An informal check of the individual charges showed amounts allegedly owed ranging from $20 to more than $5,000. One employee claimed overtime between Jan. 20, 2011 and Feb. 26, 2013; the others were between June 27, 2012 and Jan. 1, 2013.
The charges were filed on March 24 and 27, 2014. The question was: When did evidence sufficient to justify proceedings come to the knowledge of a competent complainant?
The magistrate first determined that the competent complainant for the Labour Law is the director of Labour and Pensions. The law states that the director is charged with securing the proper observance of the law, whether or not a complaint has been filed. Further, the director, deputy director or any labor inspector may institute criminal proceedings for any offense under the law.
One case involved a single employee and one case involved 106 employees.
In the case of the single employee, he came to the department with a query about his overtime on Sept. 17, 2013. On Sept. 20, 2013, a person from the department spoke with the employee and advice was given. “It is the court’s view that, irrespective of the client’s wish, knowledge was brought to the attention of the department, of such nature which would have indicated that there was a breach of the Labour Law,” the magistrate said.

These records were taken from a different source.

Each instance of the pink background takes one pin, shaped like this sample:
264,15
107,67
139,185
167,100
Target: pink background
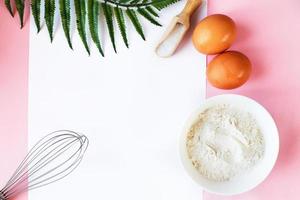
14,45
269,34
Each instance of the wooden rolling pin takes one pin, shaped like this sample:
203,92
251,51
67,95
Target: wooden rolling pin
176,30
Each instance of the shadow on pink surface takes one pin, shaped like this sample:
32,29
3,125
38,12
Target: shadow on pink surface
268,35
14,45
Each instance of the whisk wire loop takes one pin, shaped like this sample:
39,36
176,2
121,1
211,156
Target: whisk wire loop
52,158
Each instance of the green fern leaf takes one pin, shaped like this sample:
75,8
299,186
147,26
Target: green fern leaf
20,9
36,13
159,4
107,10
80,10
93,15
65,15
9,8
136,23
49,16
121,23
152,11
147,16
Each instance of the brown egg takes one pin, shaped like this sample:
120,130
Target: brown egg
214,34
229,70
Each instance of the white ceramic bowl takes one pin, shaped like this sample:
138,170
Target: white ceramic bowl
260,171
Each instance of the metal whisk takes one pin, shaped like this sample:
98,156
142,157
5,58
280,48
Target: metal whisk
51,159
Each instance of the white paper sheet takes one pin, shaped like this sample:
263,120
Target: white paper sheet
132,106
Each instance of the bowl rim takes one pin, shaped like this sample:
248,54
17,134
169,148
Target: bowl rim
191,119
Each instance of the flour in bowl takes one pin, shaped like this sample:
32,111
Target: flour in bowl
223,142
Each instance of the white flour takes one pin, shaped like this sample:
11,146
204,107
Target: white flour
224,142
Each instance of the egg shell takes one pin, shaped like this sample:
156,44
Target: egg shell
229,70
214,34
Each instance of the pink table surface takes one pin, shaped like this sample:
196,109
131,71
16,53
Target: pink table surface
269,33
14,45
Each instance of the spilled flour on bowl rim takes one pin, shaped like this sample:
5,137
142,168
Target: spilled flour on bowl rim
224,142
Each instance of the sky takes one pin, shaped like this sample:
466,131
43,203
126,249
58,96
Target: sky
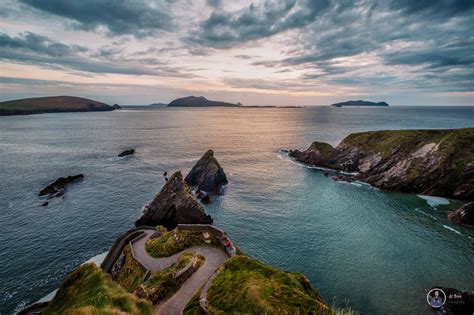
286,52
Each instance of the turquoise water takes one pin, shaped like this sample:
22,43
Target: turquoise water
376,252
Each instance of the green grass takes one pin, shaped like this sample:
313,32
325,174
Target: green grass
177,240
131,274
161,284
193,306
245,285
88,290
384,141
324,149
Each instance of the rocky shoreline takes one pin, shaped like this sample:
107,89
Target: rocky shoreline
430,162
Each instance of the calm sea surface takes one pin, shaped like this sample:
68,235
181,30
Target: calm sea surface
376,252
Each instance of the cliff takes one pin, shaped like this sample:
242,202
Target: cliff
201,101
359,103
174,205
51,104
207,174
431,162
464,215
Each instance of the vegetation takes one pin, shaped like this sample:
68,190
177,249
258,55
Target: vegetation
88,290
131,274
326,150
193,306
177,240
162,283
245,285
52,103
452,141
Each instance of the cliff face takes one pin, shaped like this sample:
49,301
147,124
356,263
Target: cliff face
432,162
359,103
464,215
51,104
207,174
201,101
174,205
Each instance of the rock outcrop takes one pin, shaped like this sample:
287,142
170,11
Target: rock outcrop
174,205
57,188
198,101
207,174
51,104
430,162
127,153
360,103
464,215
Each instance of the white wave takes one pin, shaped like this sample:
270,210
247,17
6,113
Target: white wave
97,259
434,201
451,229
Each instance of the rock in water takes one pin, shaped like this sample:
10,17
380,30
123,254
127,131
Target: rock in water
464,215
127,153
60,184
174,205
207,175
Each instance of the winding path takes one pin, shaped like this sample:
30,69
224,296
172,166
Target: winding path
214,258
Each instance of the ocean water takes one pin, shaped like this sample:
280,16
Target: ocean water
373,251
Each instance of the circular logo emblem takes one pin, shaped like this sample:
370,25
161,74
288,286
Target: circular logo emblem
436,298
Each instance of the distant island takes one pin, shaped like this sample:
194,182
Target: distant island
158,105
201,101
359,103
52,104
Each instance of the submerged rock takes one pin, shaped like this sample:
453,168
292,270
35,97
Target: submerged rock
174,205
464,215
127,153
428,162
207,175
57,188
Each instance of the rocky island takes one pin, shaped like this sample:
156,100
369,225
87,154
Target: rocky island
52,104
207,175
201,101
359,103
430,162
58,188
169,267
173,205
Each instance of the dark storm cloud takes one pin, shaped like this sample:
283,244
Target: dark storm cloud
34,49
124,17
432,8
224,29
32,42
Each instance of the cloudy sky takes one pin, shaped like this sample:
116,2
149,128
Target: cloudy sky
286,52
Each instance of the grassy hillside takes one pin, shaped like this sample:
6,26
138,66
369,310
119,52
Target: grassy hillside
384,141
88,290
51,104
245,285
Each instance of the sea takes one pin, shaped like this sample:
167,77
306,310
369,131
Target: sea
361,248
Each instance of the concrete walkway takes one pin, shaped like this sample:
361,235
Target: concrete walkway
214,258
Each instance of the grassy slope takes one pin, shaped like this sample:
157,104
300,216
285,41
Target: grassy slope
49,103
245,285
88,290
177,240
457,141
131,275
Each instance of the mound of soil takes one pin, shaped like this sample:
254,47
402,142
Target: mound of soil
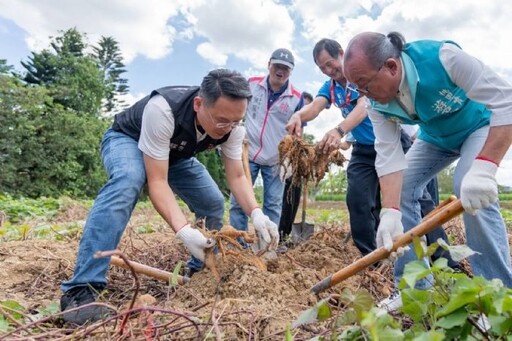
245,302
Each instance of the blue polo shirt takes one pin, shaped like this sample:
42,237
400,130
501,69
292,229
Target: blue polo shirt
363,133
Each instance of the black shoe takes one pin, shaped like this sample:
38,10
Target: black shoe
80,296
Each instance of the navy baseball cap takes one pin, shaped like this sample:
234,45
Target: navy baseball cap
284,57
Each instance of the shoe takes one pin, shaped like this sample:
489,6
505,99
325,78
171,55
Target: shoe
80,296
393,302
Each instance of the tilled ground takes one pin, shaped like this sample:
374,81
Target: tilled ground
246,303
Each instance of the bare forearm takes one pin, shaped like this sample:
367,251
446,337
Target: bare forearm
391,185
356,116
243,193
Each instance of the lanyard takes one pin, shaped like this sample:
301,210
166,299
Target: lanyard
347,96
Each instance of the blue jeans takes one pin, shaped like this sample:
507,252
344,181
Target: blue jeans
111,211
273,189
485,232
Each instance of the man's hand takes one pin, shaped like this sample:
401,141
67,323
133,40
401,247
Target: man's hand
265,228
479,188
294,126
390,227
194,241
331,141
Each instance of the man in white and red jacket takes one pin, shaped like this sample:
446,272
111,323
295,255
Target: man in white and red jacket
274,100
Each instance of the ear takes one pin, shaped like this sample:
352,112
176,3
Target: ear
393,65
198,101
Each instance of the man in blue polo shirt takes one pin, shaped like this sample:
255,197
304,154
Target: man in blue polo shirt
363,192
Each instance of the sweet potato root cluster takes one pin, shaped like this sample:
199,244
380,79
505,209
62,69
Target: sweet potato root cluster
307,162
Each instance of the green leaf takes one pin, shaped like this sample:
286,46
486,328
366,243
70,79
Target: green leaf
175,274
432,335
288,333
14,306
312,314
456,318
390,334
4,324
414,271
420,247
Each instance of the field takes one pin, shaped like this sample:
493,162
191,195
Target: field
38,253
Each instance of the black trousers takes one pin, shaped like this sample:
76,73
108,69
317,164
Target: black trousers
291,199
363,201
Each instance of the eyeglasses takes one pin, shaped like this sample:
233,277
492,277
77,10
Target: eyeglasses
223,125
366,90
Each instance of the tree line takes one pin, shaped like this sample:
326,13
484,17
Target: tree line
53,115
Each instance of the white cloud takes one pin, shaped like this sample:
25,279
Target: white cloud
140,27
247,29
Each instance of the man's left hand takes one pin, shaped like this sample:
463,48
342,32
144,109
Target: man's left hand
479,188
265,228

The employee brought his pay stubs in on Oct. 23, 2013. The charge was laid on March 27, 2014.
Magistrate Hernandez said it was not necessary for the department to wait for the pay stubs to be brought in. “As long as the department was given information of a breach, then they must act quickly to enforce the law,” she said, adding that there was sufficient knowledge of a breach at least from Sept. 30, 2013.
Even with the pay stubs, the department did not act quickly enough, she said.
In the case involving 106 employees, late information provided to the court showed that the department had started an audit of the company in February 2013 and not in October 2013. It appeared that the department had information sufficient to commence proceedings from at least 12 months prior to March 2014, when the charges were laid.
Therefore, the magistrate also dismissed these charges because of the six-month time limit required by law for matters that can be tried only in Summary Court.
“It is evident from these matters that the department requires a complete re-education of its responsibilities and its obligations under the Law,” the magistrate said. “These are matters triable summarily [in Summary Court only], and it is incumbent on the department to act quickly and efficiently in laying charges once it has evidence sufficient to commence proceedings.
“The distinction of this standard, as opposed to the standard of evidence sufficient to get a conviction, must be understood,” she pointed out.
“I am well aware that there are a significant number of employees affected, but justice requires that the court enforces the law equitably, and unfortunately, in this instance, the charges were not laid by the department within the six months legislated,” she concluded. On behalf of the defendant company, attorney Guy Dilliway-Parry applied for costs. The magistrate agreed for costs to be taxed. Crown counsel Greg Walcolm gave notice of appeal.
“It is evident from these matters that the department requires a complete re-education of its responsibilities and its obligations under the law.”